November 20, 2007 – Creating my ‘project’
I followed the step-by-step instructions in the Getting Started guide for setting up a new project. As I worked through the steps, I noted some things I liked and disliked about NVivo7:
- You can use regular Word files (.doc) or even text files (.txt) instead of having to convert everything to Rich Text files (.rtf), although .rtf files are acceptable. This is not really a very big deal I suppose but always felt cumbersome to me when working with other QDA software (e.g. MaxQDA and Transana).
- The ability to import multiple documents at once rather than having to select and import them one at a time.
- You can’t use punctuation in naming nodes, e.g. I wanted to name a node “everything ought to be together” including the quotation marks because I was quoting a participant.
- (this one started out as a like) There doesn’t appear to be a limit to the length of description that one can give to nodes like there is in Transana…whoops! I was wrong
- No spell check
- While coding I can only look at a list of EITHER my free nodes or my tree nodes but not both at once, that’s awkward
- The little window that opens up every 15 minutes to remind you to save your work in annoying, wonder if there’s a way to change that setting to auto-save without asking me…there is! I found it by using Help but it was exactly where I would have expected it to be had I been thinking more clearly about the similarities between NVivo7 and Outlook.
I used the online help screens to find out how to add attributes to cases after reading that this was possible in the Quick Start Guide. I decided to identify each of my participants as a case since we had collected data describing characteristics like age, gender, perceived computer skills, internet use, library web site use, academic status, major, etc. I created attributes for each piece of data we collected.
Next, I added some tree nodes and free nodes based on codes I had already created and been using with this data in another piece of QDA software. One of the things I’m hoping to find out is whether one can create a tree node at a higher level of a hierarchy and then assign existing, hierarchically lower nodes to the new hierarchically higher level node.

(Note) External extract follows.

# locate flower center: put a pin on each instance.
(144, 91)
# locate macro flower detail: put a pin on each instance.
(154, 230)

I read through one entire transcript and coded it. During the process I created some new codes. These transcripts accompany a video recording of the screen of the workstation on which the participant is completing tasks. This is the first time I’ve analyzed a transcript without simultaneously watching the video recording of the sequence of pages visited. It’s a different experience focusing completely on the text. I can’t tell yet whether I’ll get more or less or just different results doing it this way.